Par Timothée Prince ODIA

(Kolwezi, le 13 janvier 2026). L’organisation congolaise de défense des droits humains JUSTICIA Asbl dénonce de graves violations des droits de l’homme commises par les Forces armées de la République Démocratique du Congo (FARDC) dans la cité de Bukama, dans la province du Haut-Lomami.

Les faits se seraient produits le 11 janvier 2025, lors d’une intervention militaire présentée par l’armée comme une riposte à une attaque de miliciens Maï-Maï.

Selon JUSTICIA Asbl, les militaires auraient fait usage d’armes lourdes contre une population civile non armée, causant la mort d’une dizaine de personnes et faisant au moins dix blessés graves, parmi lesquels une fillette de 12 ans, actuellement internée à l’hôpital général de référence de Bukama.

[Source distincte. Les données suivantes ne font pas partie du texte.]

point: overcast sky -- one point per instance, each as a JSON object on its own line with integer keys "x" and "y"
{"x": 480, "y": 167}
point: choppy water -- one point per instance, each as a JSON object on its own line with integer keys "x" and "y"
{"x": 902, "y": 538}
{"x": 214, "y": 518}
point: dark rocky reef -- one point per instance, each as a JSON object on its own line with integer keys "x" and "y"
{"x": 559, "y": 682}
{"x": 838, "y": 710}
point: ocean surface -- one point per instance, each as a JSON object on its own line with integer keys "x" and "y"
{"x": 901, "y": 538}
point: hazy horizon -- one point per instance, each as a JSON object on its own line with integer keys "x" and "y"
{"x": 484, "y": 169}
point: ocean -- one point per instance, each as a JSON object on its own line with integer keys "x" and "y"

L’ONG remet en cause la version officielle des FARDC, affirmant que les personnes assimilées aux groupes Bakata Katanga n’étaient munies d’aucune arme, létale ou non.

L’organisation estime que ces actes constituent une attaque arbitraire et disproportionnée contre des civils, en violation des engagements internationaux de la RDC et de la Constitution congolaise, qui consacre le caractère sacré de la personne humaine.

Face à la gravité des faits, JUSTICIA Asbl appelle le gouvernement congolais à soutenir l’ouverture d’une enquête judiciaire indépendante, à assurer une meilleure prise en charge médicale des blessés et à organiser des obsèques dignes pour les victimes.

L’ONG demande également à la justice militaire de se saisir du dossier afin que les auteurs présumés répondent de leurs actes et que les familles obtiennent réparation. Le communiqué a été publié à Kinshasa le 12 janvier 2026 et signé par Maître Timothée Mbuya, président de JUSTICIA Asbl.